I didn’t learn much that I didn’t know already – well, for one thing, his introduction to the New Testament was a textbook for my seminary course on same, and he covered much of the same ground in person – but he was an engaging speaker, and the sessions were enjoyable. I’m glad I went. I even got the book autographed.

I was struck, though, by his obvious expectation that he would be considered controversial, both for his (repeated) declaration that he is an agnostic, and for writing and saying things that most of the people in his audience – in a liberal Episcopal church, in a reasonably major city – already knew: there are discrepancies in the gospels, the evangelists had their own agendas, there are forgeries (a more definite and explicit word than “pseudographia”) in the New Testament: Well, yeah. Tell us more.

Sometimes we go into a situation with an expectation of how we’ll be received. Sometimes it’s exciting to imagine ourselves as Daniels, striding boldly into dens filled with sharp-fanged and peckish lions. It can be a little deflating to find that the lions are actually house cats bent on getting their heads scritched, their backs stroked, and, perhaps, a chance to enjoy a nice kitty treat.

There are no doubt many places in this country where his message truly would be controversial. Still, it behooves us to leave behind our expectations when we go into a new situation. If we brace ourselves for just one reaction, we may miss out on other, happier possibilities.

– Sarah Bryan Miller

The One True Religion

We have friends who are Jehovah’s Witnesses; they’re a delightful family who commend their faith by their lives. The father, Tom, is a senior and very knowledgeable elder, one of my husband’s major informants when he was working on an academic study of JW history.

As part of his research, my husband suggested he should do a Bible study with Tom, making it clear it was strictly for academic purposes, to get an insider’s view of how the Witnesses approach scripture. Somehow I got roped in, too.

Unfortunately Tom really enjoyed these sessions,  and I think began to hope that we were going to be converted. They went on and on, and they were not interesting – the correct answers were already supplied, as Jehovah’s Organization knows exactly what the Bible means and doesn’t want you to get it wrong.

But the end came quite suddenly one day when Tom got on to the subject of the Trinity and what nonsense it was, and I finally had to abandon my research-assistant persona and argue for my beliefs. It didn’t blow my husband’s research sky-high, or even do any lasting damage to our friendship, but Tom hasn’t forgotten it. A couple of weeks ago when he visited us he told me cheerfully that I’d regret my belief in God as Trinity when Armageddon came.

Now this has turned into my challenge for Lent. What do you do when you have to deal with people who just know that they’re right and you’re wrong? I’m very tempted to tell Tom, as nicely as I can, that though I respect his faith I believe that his interpretation of the Bible is based on entirely false premises.

But there’s not much point in doing that, except for my own satisfaction, because it will mean nothing to him; he believes he’s one of the only group which has The Truth, and all the rest of us – Christians, Jews, Buddhists, you name it – are all trapped in False Religion and deeply disapproved of by Jehovah.

Of course it isn’t just JWs.
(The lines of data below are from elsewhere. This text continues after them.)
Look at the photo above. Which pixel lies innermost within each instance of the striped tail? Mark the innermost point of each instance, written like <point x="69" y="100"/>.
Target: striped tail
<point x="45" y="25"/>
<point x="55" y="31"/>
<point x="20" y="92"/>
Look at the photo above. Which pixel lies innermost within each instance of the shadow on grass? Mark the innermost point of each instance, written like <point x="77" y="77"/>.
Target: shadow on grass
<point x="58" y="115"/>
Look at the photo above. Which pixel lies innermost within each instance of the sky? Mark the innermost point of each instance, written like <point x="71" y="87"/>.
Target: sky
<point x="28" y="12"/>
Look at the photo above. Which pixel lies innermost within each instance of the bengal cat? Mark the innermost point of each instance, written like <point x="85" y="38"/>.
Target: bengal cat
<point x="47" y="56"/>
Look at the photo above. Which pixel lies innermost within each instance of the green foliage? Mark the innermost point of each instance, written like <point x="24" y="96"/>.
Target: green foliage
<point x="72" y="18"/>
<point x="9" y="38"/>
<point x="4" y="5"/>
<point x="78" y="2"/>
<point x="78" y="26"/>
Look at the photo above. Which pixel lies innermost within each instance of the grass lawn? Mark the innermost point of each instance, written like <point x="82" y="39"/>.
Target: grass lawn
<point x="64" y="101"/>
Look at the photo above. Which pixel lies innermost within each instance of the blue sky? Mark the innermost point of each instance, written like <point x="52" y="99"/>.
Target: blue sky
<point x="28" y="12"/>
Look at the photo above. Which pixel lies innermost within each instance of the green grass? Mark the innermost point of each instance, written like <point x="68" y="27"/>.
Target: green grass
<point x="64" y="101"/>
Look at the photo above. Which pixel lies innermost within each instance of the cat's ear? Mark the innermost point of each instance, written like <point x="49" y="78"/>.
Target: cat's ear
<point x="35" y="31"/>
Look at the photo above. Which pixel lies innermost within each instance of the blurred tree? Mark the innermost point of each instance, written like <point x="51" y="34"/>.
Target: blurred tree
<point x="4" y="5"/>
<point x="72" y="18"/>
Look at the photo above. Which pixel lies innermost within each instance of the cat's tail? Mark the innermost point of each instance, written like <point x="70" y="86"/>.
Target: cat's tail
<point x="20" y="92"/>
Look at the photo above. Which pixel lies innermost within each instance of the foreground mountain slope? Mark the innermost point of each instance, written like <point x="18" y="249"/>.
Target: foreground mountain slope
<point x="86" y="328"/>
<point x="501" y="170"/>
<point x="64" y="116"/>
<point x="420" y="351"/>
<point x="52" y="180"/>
There are plenty of other religious groups who are equally sure that they’re right and so everyone else is necessarily wrong (and probably headed for a very nasty fate). Unlike them, I don’t think that the God who went to such lengths to save us from the consequences of our sin is that picky.

Can I learn to look, as God does, past the narrow views and rigid assumptions of some of the people who cross my path and see and love the image of their Creator in them? That should give me plenty of work to do this Lent, and beyond.